Keeping supple is good for you, however, keep it gentle and don’t overdo it. Being fit before pregnancy may not prevent pelvic pain but exercising three times a week throughout your pregnancy, will likely reduce the level of discomfort drastically. Exercise best suited for pregnancy include swimming or aquanatal, gentle walking, using an exercise bike and pilates or yoga.
Watch your weight
The temptation to eat for two is always there, but a high body mass index (BMI) makes you far more likely to develop pain during pregnancy. Of course, you shouldn't go on a diet in pregnancy but do try to limit how much weight you gain by eating a healthy, balanced diet, and exercising regularly. This should help you to maintain a healthy weight, making it easier to lose any excess once your baby is born.

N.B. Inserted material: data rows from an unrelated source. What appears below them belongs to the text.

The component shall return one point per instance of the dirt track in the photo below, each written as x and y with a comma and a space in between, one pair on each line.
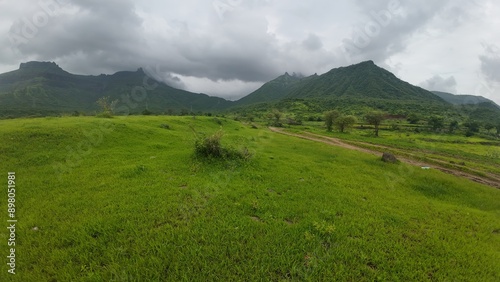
490, 181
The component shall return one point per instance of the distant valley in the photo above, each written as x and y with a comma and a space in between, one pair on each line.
43, 88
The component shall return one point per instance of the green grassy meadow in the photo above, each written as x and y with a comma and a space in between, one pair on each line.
124, 199
471, 154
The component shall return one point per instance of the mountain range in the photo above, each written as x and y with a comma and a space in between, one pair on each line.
43, 88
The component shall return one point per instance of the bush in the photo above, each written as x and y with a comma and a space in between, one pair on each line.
210, 147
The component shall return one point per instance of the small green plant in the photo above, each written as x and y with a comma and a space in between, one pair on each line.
106, 107
211, 147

Adopt a good sleeping position
Once you reach the 16th week of pregnancy, lying on your back can make you feel faint due to your baby pressing on your blood vessels. Alternatively, try lying on your left or right, your knees bent up using pillows placed between your knees to alleviate pressure from the muscles surrounding your hips and pelvis. Taking enough rest is essential, but keeping active is just so. Avoid the temptation of taking to your bed for prolonged periods of time, as sleeping or resting for more than eight hours has been linked persistent back and pelvic pain in new mums postpartum.
Taking excellent and consistent care of yourself during pregnancy can ensure you put all of your back pain behind you post-baby.